What makes important's offer more attractive than Netflix's?
important's bid values Warner Bros. Discovery at $111 billion ($31 per share) compared to Netflix's $83 billion. Beyond the higher price, important included a $7 billion reverse termination fee, committed to paying Netflix's $2.8 billion breakup fee, and secured a personal guarantee from billionaire Larry Ellison. These protections reduce the execution risk and give Warner's board greater confidence the deal will close.
What happens to the Netflix-Warner Bros. deal now?
The Netflix agreement remains technically in force until important's "superior proposal" status is finalized. But with Netflix declining to raise its bid, Warner Bros. Discovery's board will likely move forward with terminating the Netflix deal and accepting important's offer. The transaction still requires regulatory approval, which could take several months.

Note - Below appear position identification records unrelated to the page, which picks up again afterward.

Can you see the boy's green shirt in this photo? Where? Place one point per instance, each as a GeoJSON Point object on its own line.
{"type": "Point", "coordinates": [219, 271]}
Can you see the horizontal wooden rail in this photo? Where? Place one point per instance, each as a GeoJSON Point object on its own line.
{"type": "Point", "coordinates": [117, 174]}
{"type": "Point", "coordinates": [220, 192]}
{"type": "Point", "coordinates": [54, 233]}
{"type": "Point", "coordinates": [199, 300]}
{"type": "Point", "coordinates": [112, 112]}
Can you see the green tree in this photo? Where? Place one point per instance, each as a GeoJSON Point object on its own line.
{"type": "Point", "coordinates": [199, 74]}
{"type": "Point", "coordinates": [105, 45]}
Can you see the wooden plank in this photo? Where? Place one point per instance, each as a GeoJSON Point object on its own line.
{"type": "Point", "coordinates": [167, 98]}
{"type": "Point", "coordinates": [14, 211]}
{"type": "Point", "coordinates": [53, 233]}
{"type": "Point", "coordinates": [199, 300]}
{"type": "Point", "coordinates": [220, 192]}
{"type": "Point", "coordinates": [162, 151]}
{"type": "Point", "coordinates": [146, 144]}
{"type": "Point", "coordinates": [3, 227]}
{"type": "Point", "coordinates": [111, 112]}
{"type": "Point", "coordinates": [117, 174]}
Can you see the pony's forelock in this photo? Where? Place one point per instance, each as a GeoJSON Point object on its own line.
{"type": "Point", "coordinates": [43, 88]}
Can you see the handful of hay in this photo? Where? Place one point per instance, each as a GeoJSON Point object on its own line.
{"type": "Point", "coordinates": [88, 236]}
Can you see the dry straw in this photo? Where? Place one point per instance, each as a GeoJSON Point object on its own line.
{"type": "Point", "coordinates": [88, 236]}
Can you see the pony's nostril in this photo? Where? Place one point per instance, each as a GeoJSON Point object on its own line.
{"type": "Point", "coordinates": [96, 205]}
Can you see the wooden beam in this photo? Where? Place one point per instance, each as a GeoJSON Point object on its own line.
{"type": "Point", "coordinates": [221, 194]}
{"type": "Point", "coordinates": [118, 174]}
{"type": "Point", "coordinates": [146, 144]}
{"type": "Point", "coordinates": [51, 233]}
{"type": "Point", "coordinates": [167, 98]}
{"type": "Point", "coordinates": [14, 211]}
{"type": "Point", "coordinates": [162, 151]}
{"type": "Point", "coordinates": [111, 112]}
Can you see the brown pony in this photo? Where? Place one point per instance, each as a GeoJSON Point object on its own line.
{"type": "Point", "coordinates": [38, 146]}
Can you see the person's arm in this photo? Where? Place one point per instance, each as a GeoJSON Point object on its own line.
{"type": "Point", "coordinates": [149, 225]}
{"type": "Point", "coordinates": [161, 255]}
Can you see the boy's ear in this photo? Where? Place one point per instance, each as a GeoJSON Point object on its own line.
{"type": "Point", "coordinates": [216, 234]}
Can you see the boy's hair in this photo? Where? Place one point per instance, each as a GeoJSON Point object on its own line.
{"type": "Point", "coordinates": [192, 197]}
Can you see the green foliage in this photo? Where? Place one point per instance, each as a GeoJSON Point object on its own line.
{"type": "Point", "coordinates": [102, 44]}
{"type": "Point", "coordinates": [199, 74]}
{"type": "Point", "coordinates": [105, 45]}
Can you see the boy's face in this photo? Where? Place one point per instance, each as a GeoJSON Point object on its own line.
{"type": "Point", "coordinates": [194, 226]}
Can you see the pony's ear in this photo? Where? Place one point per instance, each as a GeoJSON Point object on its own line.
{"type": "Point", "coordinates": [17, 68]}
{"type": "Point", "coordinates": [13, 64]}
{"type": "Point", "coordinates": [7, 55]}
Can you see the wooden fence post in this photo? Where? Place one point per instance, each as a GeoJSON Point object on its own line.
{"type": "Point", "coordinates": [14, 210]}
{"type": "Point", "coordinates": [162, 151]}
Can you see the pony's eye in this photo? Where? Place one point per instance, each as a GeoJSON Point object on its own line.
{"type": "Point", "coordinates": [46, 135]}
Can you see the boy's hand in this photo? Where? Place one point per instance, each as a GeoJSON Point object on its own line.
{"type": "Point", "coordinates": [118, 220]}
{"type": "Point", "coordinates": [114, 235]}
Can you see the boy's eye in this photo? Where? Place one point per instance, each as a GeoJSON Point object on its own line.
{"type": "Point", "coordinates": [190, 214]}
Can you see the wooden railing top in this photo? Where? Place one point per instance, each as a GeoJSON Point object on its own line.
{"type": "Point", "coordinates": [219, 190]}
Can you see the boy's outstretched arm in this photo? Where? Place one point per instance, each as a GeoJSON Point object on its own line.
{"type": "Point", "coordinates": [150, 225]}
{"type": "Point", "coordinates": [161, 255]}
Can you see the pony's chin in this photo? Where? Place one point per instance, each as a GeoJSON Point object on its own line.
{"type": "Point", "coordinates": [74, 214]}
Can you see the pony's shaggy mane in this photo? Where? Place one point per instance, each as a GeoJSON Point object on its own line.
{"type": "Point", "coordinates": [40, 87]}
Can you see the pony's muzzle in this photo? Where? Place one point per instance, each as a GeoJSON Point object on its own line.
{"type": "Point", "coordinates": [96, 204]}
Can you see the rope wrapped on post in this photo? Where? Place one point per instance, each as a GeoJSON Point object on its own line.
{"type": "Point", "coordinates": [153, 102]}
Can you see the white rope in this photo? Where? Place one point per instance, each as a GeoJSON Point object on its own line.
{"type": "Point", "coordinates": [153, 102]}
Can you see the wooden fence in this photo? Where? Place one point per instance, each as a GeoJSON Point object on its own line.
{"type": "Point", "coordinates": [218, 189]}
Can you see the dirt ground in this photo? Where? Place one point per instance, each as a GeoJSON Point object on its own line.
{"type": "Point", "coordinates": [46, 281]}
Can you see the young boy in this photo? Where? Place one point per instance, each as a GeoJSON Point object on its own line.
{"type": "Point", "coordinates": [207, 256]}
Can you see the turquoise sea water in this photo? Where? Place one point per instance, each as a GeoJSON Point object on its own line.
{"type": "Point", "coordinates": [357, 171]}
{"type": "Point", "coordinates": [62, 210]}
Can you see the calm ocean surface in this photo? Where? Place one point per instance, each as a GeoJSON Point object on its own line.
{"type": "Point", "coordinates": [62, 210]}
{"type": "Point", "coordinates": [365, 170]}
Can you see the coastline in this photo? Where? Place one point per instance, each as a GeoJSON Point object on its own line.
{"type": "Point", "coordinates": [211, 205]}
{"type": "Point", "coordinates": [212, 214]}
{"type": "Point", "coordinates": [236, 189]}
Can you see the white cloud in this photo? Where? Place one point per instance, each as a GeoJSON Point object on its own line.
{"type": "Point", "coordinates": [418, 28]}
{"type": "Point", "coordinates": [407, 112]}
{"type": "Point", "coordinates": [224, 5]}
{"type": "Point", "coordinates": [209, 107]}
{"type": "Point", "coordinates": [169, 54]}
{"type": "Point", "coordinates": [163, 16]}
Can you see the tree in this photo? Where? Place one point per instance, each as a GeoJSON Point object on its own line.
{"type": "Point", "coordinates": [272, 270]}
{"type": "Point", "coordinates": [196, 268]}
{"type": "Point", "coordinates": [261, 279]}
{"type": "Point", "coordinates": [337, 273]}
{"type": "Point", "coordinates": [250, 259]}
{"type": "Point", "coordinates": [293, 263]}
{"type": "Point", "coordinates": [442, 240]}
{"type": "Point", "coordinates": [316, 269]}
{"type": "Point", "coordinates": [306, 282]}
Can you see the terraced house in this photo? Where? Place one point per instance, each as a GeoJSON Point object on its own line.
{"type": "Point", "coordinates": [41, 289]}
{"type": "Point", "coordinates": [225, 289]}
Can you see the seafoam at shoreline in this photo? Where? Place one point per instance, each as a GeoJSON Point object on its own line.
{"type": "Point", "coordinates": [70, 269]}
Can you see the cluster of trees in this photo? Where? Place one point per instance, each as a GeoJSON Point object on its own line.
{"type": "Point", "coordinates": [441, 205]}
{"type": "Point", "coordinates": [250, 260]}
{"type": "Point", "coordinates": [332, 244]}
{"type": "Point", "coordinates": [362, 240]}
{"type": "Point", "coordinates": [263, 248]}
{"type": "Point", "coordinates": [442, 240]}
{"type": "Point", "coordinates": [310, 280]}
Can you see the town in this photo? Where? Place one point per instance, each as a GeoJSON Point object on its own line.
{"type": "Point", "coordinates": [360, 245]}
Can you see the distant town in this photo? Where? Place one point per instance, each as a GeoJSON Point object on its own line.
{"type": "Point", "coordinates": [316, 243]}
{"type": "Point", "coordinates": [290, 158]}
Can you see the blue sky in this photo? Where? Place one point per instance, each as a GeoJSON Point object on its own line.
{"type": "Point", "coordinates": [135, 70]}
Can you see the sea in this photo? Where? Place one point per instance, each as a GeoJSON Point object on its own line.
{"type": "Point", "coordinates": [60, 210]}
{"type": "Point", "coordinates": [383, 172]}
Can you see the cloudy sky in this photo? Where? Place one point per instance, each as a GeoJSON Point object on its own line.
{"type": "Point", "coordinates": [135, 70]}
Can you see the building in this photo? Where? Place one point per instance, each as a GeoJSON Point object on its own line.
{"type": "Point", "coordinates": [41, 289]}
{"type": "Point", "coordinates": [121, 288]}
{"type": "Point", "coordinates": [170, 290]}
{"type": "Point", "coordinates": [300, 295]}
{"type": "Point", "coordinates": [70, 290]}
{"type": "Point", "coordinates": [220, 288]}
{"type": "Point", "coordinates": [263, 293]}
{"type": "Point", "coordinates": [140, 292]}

Frequently Asked Questions
Why did Netflix decide to walk away from the Warner Bros. deal?
Netflix determined that the price required to match Paramount’s latest offer made the deal no longer financially attractive. The company’s own investors had expressed serious concerns about the size of the acquisition, the regulatory risks of owning a major Hollywood studio, and the strategic fit with Netflix’s existing business. Netflix decided being disciplined about deal economics was more important than winning the auction.
What makes Paramount’s offer more attractive than Netflix’s?
Paramount’s bid values Warner Bros. Discovery at $111 billion ($31 per share) compared to Netflix’s $83 billion. Beyond the higher price, Paramount included a $7 billion reverse termination fee, committed to paying Netflix’s $2.8 billion breakup fee, and secured a personal guarantee from billionaire Larry Ellison. These protections significantly reduce the execution risk and give Warner’s board greater confidence the deal will close.
What happens to the Netflix-Warner Bros. deal now?
The Netflix agreement remains technically in force until Paramount’s superior proposal status is finalized. But with Netflix declining to raise its bid, Warner Bros. Discovery’s board will likely move forward with terminating the Netflix deal and accepting Paramount’s offer. The transaction still requires regulatory approval, which could take several months.